By Rosie Rogers
Although the exact circumstances of the composition of Henry Purcell’s Dido and Aeneas have been contested over the last 30 years, the first verifiable performance of the work was given in London by the students at Josias Priest’s School for Girls in 1689.
The lively cast of Palm Beach Opera’s 60th anniversary production of the opera on Dec. 11, made up of the company’s Benenson Young Artists and Apprentice Artists, were fitting successors to the youthful originators, creating an energetic start to the company’s new season.
Because portions of the original opera have been lost, production director Drew Minter, a countertenor and Baroque specialist, added other works by Purcell to fill out the work. The new material made up a short prologue, a song for Aeneas, and a final chorus. The orchestra and chorus were led by Gregory Ritchey, Palm Beach Opera’s associate conductor.
The location of the performance at the new Sculpture Garden at the Norton Museum of Art was an atmospheric backdrop perfect for the mythic origins of the story. The chorus was accompanied by crickets as well as by the orchestra. Beneath stars and leaning lemon trees, the performers seemed suspended in time, ready to meet gods and heroes.

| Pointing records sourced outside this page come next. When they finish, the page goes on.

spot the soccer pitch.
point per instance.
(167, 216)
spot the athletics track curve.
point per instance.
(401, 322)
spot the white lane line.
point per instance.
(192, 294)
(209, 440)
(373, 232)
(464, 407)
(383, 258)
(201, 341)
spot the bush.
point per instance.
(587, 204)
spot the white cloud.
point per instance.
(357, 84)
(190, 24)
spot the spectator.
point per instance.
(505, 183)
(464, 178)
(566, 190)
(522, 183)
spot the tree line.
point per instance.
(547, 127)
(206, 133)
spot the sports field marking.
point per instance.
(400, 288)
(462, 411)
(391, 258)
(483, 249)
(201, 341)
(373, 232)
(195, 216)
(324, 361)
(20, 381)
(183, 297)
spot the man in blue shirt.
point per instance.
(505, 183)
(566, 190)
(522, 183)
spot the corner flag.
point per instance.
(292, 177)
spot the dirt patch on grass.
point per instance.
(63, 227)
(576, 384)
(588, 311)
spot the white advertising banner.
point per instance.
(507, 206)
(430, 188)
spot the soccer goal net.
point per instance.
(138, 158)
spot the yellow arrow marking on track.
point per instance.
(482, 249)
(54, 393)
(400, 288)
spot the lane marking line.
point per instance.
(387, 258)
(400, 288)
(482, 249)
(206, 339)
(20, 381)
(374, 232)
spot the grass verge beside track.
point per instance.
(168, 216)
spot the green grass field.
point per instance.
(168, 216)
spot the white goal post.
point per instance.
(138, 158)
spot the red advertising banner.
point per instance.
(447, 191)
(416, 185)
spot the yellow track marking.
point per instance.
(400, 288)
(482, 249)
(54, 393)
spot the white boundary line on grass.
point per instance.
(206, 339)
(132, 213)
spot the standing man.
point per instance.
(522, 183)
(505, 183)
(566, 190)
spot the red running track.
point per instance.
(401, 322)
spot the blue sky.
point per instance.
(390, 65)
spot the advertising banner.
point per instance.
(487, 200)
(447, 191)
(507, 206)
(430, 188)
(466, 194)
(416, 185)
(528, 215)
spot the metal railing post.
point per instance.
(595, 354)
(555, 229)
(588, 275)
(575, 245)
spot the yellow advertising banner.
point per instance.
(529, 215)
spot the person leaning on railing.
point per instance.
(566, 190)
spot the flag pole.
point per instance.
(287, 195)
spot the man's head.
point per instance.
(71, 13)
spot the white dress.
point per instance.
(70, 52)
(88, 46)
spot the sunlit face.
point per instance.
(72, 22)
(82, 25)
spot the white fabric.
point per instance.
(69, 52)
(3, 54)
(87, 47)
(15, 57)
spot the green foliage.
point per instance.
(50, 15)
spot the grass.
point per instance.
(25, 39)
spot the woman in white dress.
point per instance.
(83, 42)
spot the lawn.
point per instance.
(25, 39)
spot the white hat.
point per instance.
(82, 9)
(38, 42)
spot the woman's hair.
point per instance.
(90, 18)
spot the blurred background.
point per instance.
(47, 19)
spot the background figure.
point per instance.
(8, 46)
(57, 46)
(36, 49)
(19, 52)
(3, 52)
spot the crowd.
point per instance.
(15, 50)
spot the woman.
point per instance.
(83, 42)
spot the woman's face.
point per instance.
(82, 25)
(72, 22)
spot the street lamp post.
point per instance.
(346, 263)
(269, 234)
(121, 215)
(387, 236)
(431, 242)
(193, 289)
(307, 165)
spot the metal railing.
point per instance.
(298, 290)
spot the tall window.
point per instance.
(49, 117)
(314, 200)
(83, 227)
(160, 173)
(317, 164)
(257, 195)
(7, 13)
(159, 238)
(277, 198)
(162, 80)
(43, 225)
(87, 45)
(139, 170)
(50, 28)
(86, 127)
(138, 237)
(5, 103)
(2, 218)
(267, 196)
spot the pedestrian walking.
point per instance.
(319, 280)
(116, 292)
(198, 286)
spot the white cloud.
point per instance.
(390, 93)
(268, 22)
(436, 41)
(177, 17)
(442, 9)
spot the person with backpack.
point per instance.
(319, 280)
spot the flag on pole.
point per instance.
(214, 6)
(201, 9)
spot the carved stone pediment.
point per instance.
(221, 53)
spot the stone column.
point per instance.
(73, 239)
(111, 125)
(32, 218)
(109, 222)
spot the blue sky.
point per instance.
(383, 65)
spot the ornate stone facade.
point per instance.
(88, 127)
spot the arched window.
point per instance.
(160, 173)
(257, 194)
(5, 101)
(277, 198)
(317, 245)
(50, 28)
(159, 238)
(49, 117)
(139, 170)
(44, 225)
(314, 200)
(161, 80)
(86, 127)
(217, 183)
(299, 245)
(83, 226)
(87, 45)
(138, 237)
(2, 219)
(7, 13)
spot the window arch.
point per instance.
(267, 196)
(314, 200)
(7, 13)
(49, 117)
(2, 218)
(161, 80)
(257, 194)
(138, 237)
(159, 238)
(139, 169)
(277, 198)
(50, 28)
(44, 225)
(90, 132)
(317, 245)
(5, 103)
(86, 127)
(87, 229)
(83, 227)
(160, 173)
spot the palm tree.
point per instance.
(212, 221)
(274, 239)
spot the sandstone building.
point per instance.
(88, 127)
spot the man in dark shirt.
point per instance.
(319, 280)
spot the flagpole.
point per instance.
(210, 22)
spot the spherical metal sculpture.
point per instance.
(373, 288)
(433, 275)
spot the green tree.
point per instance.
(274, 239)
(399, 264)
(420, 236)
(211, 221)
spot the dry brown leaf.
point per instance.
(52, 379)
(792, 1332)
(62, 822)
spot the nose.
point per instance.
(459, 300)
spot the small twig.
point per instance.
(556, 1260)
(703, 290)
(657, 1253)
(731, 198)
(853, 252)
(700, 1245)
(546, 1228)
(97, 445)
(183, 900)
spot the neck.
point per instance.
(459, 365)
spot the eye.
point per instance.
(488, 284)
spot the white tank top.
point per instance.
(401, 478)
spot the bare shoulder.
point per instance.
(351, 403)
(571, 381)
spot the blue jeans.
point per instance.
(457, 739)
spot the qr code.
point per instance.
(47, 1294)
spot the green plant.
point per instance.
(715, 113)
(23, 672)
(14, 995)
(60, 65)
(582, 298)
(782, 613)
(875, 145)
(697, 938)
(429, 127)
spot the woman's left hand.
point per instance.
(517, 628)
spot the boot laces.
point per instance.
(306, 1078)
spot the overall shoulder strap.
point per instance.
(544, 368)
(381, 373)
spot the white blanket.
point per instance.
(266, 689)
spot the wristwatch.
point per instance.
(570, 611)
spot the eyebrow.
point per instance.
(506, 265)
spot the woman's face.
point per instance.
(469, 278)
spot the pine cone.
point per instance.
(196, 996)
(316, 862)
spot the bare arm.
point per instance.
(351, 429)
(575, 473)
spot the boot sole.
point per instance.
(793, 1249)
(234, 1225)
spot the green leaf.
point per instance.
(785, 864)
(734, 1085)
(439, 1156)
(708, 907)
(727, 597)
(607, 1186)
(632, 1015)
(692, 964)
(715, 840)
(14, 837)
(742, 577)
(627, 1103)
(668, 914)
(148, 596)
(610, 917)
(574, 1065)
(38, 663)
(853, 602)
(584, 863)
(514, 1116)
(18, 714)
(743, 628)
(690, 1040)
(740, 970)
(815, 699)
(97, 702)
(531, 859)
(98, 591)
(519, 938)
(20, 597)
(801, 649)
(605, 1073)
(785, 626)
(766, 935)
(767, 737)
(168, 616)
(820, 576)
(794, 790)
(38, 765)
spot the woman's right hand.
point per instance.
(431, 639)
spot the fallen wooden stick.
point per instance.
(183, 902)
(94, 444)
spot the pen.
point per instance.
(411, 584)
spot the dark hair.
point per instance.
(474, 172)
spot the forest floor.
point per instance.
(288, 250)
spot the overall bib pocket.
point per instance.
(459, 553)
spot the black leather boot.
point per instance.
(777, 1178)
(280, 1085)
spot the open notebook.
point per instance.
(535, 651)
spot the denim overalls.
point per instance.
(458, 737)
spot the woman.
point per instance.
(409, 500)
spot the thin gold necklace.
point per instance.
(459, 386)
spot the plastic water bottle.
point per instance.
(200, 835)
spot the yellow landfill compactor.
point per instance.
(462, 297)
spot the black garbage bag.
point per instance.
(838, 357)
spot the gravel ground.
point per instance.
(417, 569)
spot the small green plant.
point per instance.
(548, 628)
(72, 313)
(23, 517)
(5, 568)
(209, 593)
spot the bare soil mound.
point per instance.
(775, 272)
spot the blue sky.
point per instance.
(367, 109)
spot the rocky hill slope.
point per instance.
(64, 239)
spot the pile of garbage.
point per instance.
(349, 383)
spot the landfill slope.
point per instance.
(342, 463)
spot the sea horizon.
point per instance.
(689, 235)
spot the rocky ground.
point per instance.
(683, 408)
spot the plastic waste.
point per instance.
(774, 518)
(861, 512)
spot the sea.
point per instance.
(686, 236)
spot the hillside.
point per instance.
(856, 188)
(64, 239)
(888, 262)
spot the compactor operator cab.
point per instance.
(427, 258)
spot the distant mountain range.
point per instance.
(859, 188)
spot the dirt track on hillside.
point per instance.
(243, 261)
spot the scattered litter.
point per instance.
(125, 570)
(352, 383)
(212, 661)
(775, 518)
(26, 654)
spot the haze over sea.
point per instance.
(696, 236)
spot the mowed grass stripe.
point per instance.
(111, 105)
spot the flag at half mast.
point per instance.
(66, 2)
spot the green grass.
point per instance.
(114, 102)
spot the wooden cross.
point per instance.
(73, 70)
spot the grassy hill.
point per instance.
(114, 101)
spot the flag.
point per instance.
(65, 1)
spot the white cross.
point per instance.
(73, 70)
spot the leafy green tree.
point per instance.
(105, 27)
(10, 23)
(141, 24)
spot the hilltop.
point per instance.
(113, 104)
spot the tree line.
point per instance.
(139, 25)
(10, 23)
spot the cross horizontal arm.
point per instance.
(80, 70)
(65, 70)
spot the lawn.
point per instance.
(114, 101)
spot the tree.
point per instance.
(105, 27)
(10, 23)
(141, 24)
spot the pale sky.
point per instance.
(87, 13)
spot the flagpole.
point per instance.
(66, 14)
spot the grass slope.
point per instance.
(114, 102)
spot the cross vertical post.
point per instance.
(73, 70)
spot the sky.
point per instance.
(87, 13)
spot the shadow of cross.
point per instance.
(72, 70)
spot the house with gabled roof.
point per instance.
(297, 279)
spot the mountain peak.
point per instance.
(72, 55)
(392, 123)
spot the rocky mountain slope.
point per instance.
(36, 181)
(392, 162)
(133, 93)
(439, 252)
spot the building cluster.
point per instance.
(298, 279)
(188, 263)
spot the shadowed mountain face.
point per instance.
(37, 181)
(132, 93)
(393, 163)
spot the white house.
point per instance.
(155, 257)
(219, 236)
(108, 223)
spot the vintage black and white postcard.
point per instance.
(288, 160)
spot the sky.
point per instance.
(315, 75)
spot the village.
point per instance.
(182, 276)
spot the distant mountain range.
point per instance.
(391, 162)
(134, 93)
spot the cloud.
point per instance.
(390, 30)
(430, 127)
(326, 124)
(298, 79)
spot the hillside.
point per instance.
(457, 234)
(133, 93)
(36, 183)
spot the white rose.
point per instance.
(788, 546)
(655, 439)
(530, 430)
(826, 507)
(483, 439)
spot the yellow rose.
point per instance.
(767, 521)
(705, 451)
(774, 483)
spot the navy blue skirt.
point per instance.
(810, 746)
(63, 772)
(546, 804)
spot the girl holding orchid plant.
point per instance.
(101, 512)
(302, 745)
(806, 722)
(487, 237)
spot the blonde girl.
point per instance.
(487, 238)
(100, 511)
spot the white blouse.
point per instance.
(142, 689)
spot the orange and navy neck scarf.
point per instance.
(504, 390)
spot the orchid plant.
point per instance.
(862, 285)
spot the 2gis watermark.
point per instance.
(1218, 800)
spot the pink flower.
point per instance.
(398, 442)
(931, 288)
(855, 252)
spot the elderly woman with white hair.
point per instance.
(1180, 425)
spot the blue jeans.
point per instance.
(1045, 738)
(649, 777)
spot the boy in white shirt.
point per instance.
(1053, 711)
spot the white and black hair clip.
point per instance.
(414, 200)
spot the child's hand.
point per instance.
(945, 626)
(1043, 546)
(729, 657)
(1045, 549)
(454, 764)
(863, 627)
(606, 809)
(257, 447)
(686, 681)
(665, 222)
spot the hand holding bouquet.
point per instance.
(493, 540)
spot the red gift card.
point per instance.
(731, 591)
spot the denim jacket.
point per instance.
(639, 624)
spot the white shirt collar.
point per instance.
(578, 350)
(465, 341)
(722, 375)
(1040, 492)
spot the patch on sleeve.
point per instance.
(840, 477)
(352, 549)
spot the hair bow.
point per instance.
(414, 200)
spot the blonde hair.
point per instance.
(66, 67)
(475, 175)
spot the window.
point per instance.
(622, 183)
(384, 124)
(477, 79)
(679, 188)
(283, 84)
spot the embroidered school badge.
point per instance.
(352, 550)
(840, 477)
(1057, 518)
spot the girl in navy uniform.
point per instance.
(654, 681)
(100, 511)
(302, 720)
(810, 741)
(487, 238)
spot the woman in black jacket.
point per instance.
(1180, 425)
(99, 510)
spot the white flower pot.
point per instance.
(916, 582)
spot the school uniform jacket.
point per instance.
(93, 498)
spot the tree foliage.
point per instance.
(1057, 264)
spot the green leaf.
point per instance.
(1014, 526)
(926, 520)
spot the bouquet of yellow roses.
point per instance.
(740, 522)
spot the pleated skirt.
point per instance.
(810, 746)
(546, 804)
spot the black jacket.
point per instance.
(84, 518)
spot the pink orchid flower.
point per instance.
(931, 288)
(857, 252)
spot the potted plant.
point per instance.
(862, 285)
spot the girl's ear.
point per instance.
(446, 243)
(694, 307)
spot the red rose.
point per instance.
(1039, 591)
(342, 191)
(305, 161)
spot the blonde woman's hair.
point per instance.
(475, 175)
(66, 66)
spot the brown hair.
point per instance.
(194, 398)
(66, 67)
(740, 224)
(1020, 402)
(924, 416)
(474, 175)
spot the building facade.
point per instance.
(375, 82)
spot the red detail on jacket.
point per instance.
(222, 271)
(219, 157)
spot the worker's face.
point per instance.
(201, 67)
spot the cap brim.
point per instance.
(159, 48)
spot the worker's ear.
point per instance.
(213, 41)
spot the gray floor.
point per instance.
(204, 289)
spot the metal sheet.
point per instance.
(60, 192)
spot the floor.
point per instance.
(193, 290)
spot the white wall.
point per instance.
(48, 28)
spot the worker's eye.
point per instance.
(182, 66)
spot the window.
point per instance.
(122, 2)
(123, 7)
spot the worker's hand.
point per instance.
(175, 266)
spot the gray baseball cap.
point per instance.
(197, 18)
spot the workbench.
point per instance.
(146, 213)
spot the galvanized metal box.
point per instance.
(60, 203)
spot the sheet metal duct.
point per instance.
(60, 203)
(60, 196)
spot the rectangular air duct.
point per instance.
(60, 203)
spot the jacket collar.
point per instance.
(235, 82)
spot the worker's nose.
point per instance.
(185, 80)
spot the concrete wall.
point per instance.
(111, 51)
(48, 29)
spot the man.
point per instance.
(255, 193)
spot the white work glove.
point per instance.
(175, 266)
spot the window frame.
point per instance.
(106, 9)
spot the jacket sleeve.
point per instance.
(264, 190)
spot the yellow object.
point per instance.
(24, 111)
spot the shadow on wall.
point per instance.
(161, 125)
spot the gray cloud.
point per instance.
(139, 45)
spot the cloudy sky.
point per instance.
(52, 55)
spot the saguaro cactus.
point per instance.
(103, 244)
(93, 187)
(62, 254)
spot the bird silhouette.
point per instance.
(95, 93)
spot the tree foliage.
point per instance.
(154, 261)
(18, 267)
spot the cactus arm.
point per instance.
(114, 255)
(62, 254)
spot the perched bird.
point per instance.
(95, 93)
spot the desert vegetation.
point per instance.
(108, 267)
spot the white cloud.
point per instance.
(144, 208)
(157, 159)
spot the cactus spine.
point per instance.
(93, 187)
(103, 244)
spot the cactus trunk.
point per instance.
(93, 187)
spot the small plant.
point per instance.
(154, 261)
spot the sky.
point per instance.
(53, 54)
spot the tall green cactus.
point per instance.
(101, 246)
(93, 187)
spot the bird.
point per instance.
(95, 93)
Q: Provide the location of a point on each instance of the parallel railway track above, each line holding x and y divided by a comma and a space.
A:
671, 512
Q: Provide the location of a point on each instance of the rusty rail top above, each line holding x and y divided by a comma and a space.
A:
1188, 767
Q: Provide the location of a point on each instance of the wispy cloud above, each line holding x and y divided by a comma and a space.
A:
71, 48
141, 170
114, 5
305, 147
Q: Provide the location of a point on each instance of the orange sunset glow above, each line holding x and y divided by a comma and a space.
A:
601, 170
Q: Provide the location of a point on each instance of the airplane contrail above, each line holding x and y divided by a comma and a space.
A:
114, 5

Opening with the solemn “Man that is born of a woman” from Purcell’s Funeral Music for Queen Mary set a foreboding tone, while the following “There’s not a swain on the plain,” an independent song of Purcell’s, immediately lightened it. This contrast in mood continued throughout the show, as Dido’s sincerity was juxtaposed with the witches’ mischievous gaiety.
The cast particularly shone when singing together as a chorus, their chemistry as an ensemble palpable. The group’s admirable flexibility of mood and color was best portrayed in the shift between playing Dido’s court to their especially comedic take on the villainous witches. Their exaggerated choreography combined with the cackles of Purcell’s music to create a group a little too gleeful and silly to feel threatening.
Avery Boettcher brought out a playful side of Belinda, particularly believable in her urgent matchmaking. Meridian Prall’s Sorceress sang confidently, particularly through her lower register, bringing out the sinister power of the role.
Megan Callahan’s graceful Dido was more outward than intimate. Instead of singing her famous ground-bass aria (popularly “Dido’s Lament”) to Belinda and the rest of her court, she turned and addressed the audience directly. Although I missed the closeness between Dido and Belinda sometimes present in the final aria, the final appeal to the audience emphasized Dido’s position as a public and beloved leader to Carthage, showing the great loss to her people beyond the personal tragedy of her love story.
Bass-baritone Christopher Humbert Jr.’s soulful performance of Aeneas was particularly moving. Minter’s incorporation of the Purcell song “What shall I do?” granted Aeneas greater depth, giving a moment of contemplation to a character with no solo aria in the original work. This addition combined with Humbert’s excellent interpretation to create a conflicted hero dripping with pathos.
After the contrapuntal ending of the original work, Minter added “Suffer us not,” also from the Funeral Music for Queen Mary, as an epilogue. With this came another change in the return of Aeneas. While Aeneas usually sails away with no knowledge of Dido’s fate, in this production, he brings a rose to her funeral to grieve with her court. This ending is more conclusive, if a bit less Grecian.
Bookended with explicitly Christian work from the Funeral Music, the tone of the opera became somewhat muddled. Although the execution of the epilogue was beautiful, ending the opera with an “Amen” felt a little out of place after a night full of references to Diana and Mercury.
Despite the additions from the Funeral Music for Queen Mary not quite blending with the spirit of the original work, the beautiful location and lively cast created a successful performance of a much-beloved opera. I look forward to the rest of Palm Beach Opera’s season, and especially to hearing more from their young artists.